We have now reached the area deemed safe for swimming. It would appear that everyone has wimped out except for me. Not to be deterred, I gingerly make my way into the water. It’s warmer than I expected, but refreshing. It looks quite clear but I keep my mouth closed all the same. There’s a bit of a current as should be expected at the base of a waterfall. It enables me to drift gently downstream without much effort. At the far end I get out and walk back along the bank.
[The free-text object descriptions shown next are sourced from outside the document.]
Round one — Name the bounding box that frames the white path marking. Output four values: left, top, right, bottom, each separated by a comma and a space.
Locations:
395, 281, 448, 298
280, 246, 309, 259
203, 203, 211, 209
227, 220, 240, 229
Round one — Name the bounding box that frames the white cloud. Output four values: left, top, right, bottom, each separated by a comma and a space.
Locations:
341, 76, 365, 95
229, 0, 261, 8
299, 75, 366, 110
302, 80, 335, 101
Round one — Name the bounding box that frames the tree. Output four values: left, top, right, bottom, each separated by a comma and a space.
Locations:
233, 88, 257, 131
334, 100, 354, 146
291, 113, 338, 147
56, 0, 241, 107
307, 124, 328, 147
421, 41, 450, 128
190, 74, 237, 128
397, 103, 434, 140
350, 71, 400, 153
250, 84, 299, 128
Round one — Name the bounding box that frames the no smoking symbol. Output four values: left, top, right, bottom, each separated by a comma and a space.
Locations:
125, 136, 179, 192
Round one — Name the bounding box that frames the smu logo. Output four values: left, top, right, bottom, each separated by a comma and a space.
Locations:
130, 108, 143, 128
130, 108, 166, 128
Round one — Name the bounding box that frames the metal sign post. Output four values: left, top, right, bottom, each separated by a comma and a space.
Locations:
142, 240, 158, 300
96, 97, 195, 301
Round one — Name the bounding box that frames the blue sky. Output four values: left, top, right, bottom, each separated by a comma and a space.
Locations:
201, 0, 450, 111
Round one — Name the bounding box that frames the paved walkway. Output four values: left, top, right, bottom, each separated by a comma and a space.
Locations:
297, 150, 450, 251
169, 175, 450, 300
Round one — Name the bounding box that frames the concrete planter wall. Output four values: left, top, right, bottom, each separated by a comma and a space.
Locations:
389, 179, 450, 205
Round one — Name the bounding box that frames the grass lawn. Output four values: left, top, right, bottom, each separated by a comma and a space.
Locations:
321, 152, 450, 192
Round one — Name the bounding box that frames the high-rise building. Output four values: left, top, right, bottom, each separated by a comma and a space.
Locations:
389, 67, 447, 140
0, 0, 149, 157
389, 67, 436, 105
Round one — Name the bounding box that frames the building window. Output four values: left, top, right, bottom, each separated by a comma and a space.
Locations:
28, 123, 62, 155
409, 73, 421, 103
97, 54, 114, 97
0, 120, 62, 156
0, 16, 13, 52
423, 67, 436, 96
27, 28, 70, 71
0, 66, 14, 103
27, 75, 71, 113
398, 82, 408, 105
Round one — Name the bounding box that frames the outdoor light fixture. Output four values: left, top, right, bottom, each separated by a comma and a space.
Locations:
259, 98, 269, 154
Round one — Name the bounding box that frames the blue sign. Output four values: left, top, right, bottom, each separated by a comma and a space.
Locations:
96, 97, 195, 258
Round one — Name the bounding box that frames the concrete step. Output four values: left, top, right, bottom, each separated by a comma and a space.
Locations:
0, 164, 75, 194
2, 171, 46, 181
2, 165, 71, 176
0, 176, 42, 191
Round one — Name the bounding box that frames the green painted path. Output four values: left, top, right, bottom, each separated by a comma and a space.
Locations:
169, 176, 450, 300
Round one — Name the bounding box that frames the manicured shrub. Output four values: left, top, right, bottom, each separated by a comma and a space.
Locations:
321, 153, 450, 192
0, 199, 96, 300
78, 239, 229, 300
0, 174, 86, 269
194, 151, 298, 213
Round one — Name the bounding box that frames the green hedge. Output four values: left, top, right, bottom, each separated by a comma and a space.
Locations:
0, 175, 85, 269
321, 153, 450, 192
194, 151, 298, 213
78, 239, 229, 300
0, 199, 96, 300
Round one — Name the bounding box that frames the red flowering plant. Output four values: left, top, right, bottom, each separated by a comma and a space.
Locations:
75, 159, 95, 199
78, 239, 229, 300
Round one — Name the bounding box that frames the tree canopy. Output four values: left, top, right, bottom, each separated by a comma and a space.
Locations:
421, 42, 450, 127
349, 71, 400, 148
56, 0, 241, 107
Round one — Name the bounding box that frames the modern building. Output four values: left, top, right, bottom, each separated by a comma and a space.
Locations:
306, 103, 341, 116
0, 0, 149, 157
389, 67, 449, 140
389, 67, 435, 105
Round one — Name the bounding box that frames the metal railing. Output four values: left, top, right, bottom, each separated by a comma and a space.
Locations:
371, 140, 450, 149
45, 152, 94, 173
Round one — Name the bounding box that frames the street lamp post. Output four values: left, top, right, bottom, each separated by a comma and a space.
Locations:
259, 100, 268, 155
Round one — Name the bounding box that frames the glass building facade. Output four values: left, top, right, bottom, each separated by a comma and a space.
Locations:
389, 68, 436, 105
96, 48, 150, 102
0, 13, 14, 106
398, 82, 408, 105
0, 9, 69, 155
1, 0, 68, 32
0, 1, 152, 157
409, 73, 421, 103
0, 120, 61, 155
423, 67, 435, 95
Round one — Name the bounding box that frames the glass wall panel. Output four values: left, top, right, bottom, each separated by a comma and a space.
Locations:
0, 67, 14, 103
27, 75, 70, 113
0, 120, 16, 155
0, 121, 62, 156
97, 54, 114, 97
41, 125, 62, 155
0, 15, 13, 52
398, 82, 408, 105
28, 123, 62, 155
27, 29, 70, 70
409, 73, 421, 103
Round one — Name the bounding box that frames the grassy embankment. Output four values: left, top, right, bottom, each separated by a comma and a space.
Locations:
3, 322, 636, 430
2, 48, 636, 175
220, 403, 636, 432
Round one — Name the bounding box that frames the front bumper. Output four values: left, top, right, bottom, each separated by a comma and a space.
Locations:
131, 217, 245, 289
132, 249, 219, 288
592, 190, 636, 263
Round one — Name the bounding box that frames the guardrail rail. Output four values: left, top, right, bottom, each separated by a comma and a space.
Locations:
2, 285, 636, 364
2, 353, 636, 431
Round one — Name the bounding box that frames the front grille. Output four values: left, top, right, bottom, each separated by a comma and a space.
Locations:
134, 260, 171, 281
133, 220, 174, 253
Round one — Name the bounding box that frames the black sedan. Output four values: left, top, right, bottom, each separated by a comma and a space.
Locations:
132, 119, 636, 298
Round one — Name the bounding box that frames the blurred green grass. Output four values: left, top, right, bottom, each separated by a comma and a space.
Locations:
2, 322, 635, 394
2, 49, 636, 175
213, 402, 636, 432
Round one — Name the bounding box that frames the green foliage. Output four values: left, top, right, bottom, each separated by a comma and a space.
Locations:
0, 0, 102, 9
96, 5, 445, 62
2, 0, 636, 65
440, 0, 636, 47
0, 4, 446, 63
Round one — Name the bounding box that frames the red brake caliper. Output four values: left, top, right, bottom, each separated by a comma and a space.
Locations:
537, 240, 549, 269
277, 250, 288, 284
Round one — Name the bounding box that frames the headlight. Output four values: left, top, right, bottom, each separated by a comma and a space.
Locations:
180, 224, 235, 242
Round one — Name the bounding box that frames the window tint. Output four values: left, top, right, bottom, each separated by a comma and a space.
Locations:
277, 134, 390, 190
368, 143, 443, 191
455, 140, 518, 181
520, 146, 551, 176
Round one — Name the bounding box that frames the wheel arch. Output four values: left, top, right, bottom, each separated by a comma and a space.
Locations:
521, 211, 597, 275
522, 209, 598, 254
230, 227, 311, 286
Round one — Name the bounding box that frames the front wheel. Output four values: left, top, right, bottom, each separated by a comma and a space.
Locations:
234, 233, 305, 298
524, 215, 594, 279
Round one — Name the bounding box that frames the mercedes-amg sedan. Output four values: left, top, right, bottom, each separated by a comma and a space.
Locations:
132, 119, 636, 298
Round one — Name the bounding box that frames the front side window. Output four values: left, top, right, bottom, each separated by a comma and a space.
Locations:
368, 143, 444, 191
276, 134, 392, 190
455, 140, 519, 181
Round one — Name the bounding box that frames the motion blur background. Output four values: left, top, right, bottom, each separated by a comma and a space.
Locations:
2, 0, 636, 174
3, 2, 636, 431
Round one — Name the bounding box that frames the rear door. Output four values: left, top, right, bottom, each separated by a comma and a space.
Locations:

Our driver tells me that we will be leaving in 15 minutes - we have one more village to visit. Do we have to, I ask? He laughs although I doubt he understands my meaning.
A group of women are begging us to buy from their stall. How much, I ask, pointing at a large bag of almonds - 5000
kip (50p). If only we could export them!
We have arrived at the ‘weaving village’ cum tourist trap hut selling woven products at exorbitant prices. A group groan goes out as we shepherded off the bus. We do the rounds and try to look interested but it is still hot and a long drive back to Pakse awaits. We have all had a good day but now we just want to go back.
Back in Pakse, its almost time for dinner. We pick up our laundry, shower and repack our bags for tomorrow’s move. We are storing one bag here and taking the other with us so that means completely emptying our bags to decide what should stay and what should go!
We decide to return to the Indian for dinner. We had a good meal there last night. Rogan josh, butter chicken, potato aloo, rice and nan goes down well with a large bottle of Lao beer.